L’interdiction du produit et les avancées technologiques compliquent de plus en plus la vie des utilisateurs : les contrôles inopinés institués grâce à l’IAAF, l’extension aux autres disciplines mais aussi la détection des stéroïdes même 8 mois après leur prise ont détourné l’intérêt des tricheurs.
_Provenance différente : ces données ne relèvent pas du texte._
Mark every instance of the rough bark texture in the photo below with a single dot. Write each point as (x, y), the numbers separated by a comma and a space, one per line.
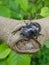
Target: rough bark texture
(7, 26)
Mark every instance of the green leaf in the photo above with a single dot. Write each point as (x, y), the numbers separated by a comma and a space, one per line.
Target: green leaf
(47, 44)
(3, 62)
(18, 59)
(44, 12)
(4, 51)
(4, 11)
(46, 2)
(23, 4)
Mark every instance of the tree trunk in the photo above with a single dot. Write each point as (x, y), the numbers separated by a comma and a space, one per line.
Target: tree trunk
(7, 26)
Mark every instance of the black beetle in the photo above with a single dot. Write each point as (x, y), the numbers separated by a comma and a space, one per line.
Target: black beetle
(31, 31)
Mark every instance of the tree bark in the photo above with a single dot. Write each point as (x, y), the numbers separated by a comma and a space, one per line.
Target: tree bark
(7, 26)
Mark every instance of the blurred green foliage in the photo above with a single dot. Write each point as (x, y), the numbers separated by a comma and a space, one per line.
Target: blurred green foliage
(23, 9)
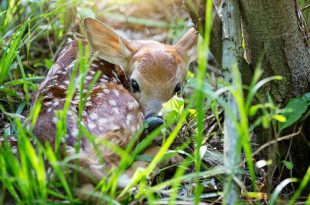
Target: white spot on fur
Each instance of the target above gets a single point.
(115, 109)
(102, 120)
(89, 77)
(91, 125)
(129, 118)
(112, 102)
(48, 103)
(62, 86)
(114, 127)
(106, 91)
(94, 65)
(55, 103)
(132, 105)
(124, 180)
(75, 132)
(54, 120)
(116, 92)
(93, 116)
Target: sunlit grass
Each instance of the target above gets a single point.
(38, 173)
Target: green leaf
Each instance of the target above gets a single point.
(289, 165)
(280, 118)
(294, 110)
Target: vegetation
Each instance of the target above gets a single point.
(32, 35)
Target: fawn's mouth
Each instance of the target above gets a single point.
(153, 122)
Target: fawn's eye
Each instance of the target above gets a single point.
(178, 88)
(134, 86)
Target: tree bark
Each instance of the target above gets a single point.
(272, 38)
(271, 35)
(232, 55)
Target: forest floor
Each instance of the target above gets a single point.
(34, 47)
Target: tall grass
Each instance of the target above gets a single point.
(36, 173)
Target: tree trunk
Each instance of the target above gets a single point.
(232, 53)
(270, 29)
(272, 38)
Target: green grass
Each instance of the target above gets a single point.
(37, 174)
En 1997, les stéroïdes ont été retirés du marché par de nombreux laboratoires.

Dans les Années 80 : testostérones

Ayant pris conscience des dangers des stéroïdes anabolisants, les athlètes se sont tournés vers des substances hormonales naturelles produisant les mêmes effets, comme la testostérone.
Une problématique se présente alors aux laboratoires : comment discerner le produit avalé de la substance sécrétée par le corps ?

Les experts ont institué pour la première fois la notion de seuil critique au delà duquel la prise de produits est suspectée et peut entraîner des sanctions.

Et comme pour chaque produit interdit, les dopés trouvent une parade : ils s’injectent de l’épitestostérone pour rétablir la bonne concentration épistestostérone/ testostérone dans l’organisme.

Pour contrer cela , les contrôles sanctionnent peu de temps après des concentrations supérieures à 150 ng/ml.
En 1993 le C.I.O. établit la règle suivante : "un taux de testostérone/épitestostérone dans les urines supérieur à 6 constitue une infraction à moins que l’on puisse prouver que ce taux est dû à un état physiologique ou pathologique".

Dans les Années 90 : EPO

C’est au tour de l’EPO (érythropoïétine) de circuler dans les mains d’athlètes et de soigneurs peu soucieux de l’éthique sportive.

Même si elle est interdite par le C.I.O en 1990, cette molécule qui favorise la fabrication de globules rouges, fait des émules. Rapidement le cyclisme comme la course de fond sont touchés par ce fléau.

Conscientes des risques mortels qu’entraînent l’EPO comme de nombreux dopants, la Fédération Internationale de Ski et l’Union National de Biathlon imposent des seuils limites d’hémoglobine : 16,5 grammes /litre chez la femme et 18,5 chez l’homme. Le C.I.O prend des mesures similaires aux J.O de Nagano tout comme le cyclisme où sont institués des contrôles sanguins. Mais à l’heure actuelle, les résultats des laboratoires ne sont pas fiables à 100% et des innocents peuvent être sanctionnés à tort. Le doute est alors toujours possible.